Publicado em: 03/11/2021 |

Chá e Cadernos 100.66
Mauri Paroni

Auditório teatral de um manicômio judiciário. Um pequeno grupo teatral, ecumênico e leigo de oração composto de artistas trans, atrizes e um velho leproso de cabelos brancos está sentado no fundo da cena. Tomam um cafezinho. Sobre eles há’ uma placa com a pichação: DEGREDO PARA ARTISTAS DECADENTES

Uma primeira atriz suburbana entra no palco, acende uma vela, abre um bilhete:

Bilhete da finada Crânia…

Uma segunda atriz suburbana metida a francesa lê o bilhete:

Esquece-me por um dia que eu te abandono por uma semana.

A primeira atriz suburbana desconfia de trapaça por arte da segunda atriz, dobra o bilhete e abre um outro. Lê, com incredulidade:

Deste conforto tumbal percebo o marco deste momento: O inacreditável sempre acontece na obra de arte perde – a maior parte da sua aura perde-se no progresso tecnológico da vida comum; no palco, a luz elétrica mudou a ficção. A cenografia pintada morreu como ilusão para o fluxo da vida real.

Acende uma lâmpada e apaga a vela. Aponta uma lanterna para a perna da segunda atriz suburbana. Continua a ler:

A luz elétrica mata o teatro. Mata este bilhete. Mata esta revelação: ilumina o falso mito da celulite como padrão – discutível – de beleza da pele. Pele morta.

Pausa.

Ela faz tocar um concerto do Quinteto Armorial, “Entremeio para rabeca e percussão”. Fecha os olhos. Dança. Poe, em seguida, Nélson da rabeca. “Caranguejo Danado”.

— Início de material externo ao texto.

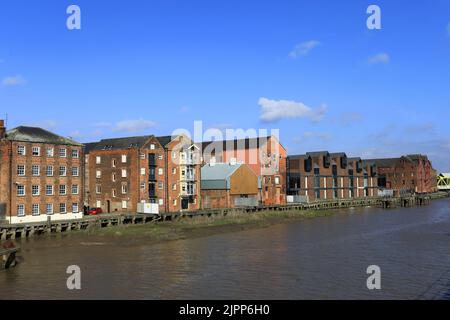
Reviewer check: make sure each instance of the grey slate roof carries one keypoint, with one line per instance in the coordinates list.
(164, 140)
(38, 135)
(120, 143)
(217, 177)
(383, 163)
(88, 147)
(338, 154)
(235, 144)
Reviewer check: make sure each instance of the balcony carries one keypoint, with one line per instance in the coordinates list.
(188, 190)
(188, 177)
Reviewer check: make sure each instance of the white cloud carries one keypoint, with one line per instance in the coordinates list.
(379, 58)
(184, 109)
(303, 48)
(309, 135)
(348, 118)
(45, 124)
(274, 110)
(13, 81)
(134, 125)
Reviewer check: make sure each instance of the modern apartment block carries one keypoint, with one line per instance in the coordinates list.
(407, 174)
(41, 176)
(265, 156)
(323, 175)
(146, 169)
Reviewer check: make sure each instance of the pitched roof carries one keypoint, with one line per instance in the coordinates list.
(383, 163)
(164, 140)
(121, 143)
(217, 176)
(88, 147)
(317, 153)
(236, 144)
(338, 154)
(38, 135)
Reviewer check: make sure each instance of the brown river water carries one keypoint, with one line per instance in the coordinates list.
(320, 258)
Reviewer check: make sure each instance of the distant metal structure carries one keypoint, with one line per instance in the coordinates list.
(443, 182)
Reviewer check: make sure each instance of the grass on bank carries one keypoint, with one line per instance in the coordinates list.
(203, 226)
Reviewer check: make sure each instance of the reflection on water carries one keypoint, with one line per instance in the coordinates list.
(321, 258)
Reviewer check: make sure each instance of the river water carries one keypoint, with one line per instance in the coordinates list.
(320, 258)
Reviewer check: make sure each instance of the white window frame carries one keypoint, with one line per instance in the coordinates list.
(21, 170)
(35, 190)
(62, 187)
(50, 152)
(47, 171)
(33, 212)
(62, 204)
(62, 152)
(75, 153)
(47, 211)
(21, 187)
(49, 187)
(21, 210)
(63, 171)
(38, 167)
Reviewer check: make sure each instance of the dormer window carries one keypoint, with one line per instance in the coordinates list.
(308, 164)
(343, 162)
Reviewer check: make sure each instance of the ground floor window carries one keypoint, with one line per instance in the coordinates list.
(35, 210)
(62, 208)
(49, 208)
(20, 210)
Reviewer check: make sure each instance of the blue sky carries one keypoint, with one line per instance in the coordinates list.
(309, 68)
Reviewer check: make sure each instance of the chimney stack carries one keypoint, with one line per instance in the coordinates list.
(2, 129)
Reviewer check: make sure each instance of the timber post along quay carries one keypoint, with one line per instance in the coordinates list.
(25, 230)
(8, 257)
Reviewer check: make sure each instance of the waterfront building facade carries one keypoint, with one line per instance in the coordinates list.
(265, 156)
(406, 175)
(41, 176)
(327, 176)
(227, 185)
(145, 169)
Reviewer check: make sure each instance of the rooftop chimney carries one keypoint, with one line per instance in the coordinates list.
(2, 129)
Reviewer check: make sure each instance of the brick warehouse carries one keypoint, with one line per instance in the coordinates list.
(265, 156)
(323, 175)
(407, 174)
(126, 171)
(227, 185)
(41, 175)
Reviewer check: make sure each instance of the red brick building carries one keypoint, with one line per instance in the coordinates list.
(265, 156)
(323, 176)
(123, 172)
(41, 176)
(228, 186)
(406, 175)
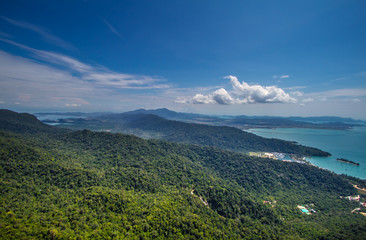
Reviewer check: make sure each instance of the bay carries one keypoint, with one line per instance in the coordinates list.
(348, 144)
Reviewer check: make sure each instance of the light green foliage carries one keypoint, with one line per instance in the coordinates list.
(88, 185)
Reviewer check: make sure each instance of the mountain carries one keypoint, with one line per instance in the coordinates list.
(98, 185)
(166, 113)
(152, 126)
(218, 136)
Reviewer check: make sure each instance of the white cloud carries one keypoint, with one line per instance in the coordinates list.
(308, 100)
(242, 93)
(112, 29)
(297, 93)
(44, 33)
(96, 74)
(56, 81)
(281, 76)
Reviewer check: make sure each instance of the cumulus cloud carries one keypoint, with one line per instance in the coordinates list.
(281, 76)
(242, 93)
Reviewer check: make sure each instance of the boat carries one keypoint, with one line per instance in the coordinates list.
(347, 161)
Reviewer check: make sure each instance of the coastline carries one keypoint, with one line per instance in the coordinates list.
(348, 144)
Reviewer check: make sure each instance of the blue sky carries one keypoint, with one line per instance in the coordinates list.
(283, 58)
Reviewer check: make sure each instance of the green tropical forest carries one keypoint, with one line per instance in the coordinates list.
(59, 183)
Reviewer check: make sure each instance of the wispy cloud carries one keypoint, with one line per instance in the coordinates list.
(63, 81)
(242, 93)
(44, 33)
(95, 74)
(281, 76)
(112, 29)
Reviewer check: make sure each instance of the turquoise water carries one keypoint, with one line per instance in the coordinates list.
(348, 144)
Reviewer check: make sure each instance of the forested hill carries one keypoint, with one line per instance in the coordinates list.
(97, 185)
(218, 136)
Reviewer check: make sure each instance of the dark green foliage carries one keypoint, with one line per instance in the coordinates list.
(89, 185)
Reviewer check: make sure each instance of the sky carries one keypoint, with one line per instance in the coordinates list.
(276, 58)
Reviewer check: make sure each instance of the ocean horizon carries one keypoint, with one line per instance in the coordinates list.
(348, 144)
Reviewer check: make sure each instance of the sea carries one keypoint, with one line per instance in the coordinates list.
(348, 144)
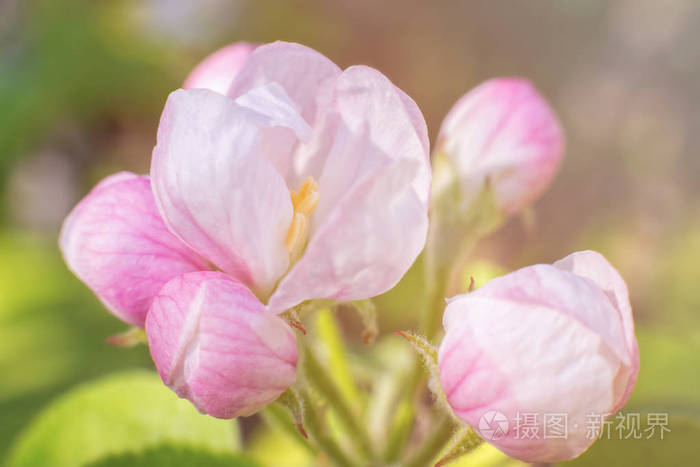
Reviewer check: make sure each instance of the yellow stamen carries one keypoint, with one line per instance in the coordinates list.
(296, 232)
(304, 202)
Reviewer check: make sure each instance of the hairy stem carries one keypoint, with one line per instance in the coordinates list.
(433, 444)
(325, 443)
(319, 378)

Rabeca. Violão. Afeto. Arte.

Repete o entremeio e Nelson, enquanto volta a ler:

Um artesanato da pobreza honrada instintivamente desenvolvido em seus instrumentos. Os luthiers, os melhores, pretos, criaram sua imensa tradição no mundo. Ainda estão vivos.

Pausa.

Usam até computadores, mas – ainda – as melhores madeiras possíveis para os arcos são da floresta em extinção. Madeiras de corpos ressoantes.

Pausa.

Podem mais facilmente reproduzir melodias de alta qualidade instrumental. Tocam mais alto que os tambores que os acompanham ou solam.

Pausa.

Utilizam o “soul” de suas ancestralidades para isso.

Pausa.

Desapareceram os compositores, estamos condenados à baixa música, à baixa realidade, mas ainda temos os instrumentos.

Pausa.

Esperança.

Pausa.

Na fé cênica e na coragem de se superar as circunstâncias a que se está submisso, há o passo ide e volta afro-mediterrâneo.

Pausa. Outro bilhete.

“Mil veis tocá rabeca que cortá no canaviá.”

E o segredo das árvores.

Pausa.

Brenda levanta-se e traz, na bandeja, uma caveira e um candelabro a acender. Veste uma bauta (a mascara da Morte, na Commedia dell’Arte), roupa preta larga e luvas brancas. Lê outro bilhete:

A morte morreu
O teatro morreu
Deus morreu

A primeira atriz do subúrbio (Sóbria, estatutária qual realismo socialista soviético, voz metalizada, mas doce):

Nada de Europa.

Pausa.

Nada de fazer arte europeia na risca.

Pausa.

Arte vem de outro lugar. Arte é outra coisa. Arte liga as pessoas. Liga. Não é comunicaçãozinha de branco de Ipanema.

Pausa.

A comunicação do campo de extermínio atlântico acabou destruiu o teatro deles. Não que não houvesse extermínio nos tumbeiros do tráfico. Mas a dor era arte e vice-versa.

Pausa. Um leproso tosse.

Fala, leproso.

O velho leproso de cabelos brancos se ajoelha (abre um bilhete e lê como uma ladainha):

… Que estava na origem das principais fortunas brasileiras/ no país com o maior número de escravizados da história / de onde até hoje / é impossível fugir / a nado / de barquinho / mas possível no quilombo / no terreiro / na graça da Liberdade / Liberdade do símbolo.

Pausa.

A segunda atriz suburbana abre um bilhete e tosse. Nada lê.

Pausa.

A primeira atriz suburbana abre outro bilhete. Lê:

A turma do teatro não perdeu o sentido do teatro. Perdeu somente a distribuição do sentido nas palavras e na escritura de palco, por sonora que fosse.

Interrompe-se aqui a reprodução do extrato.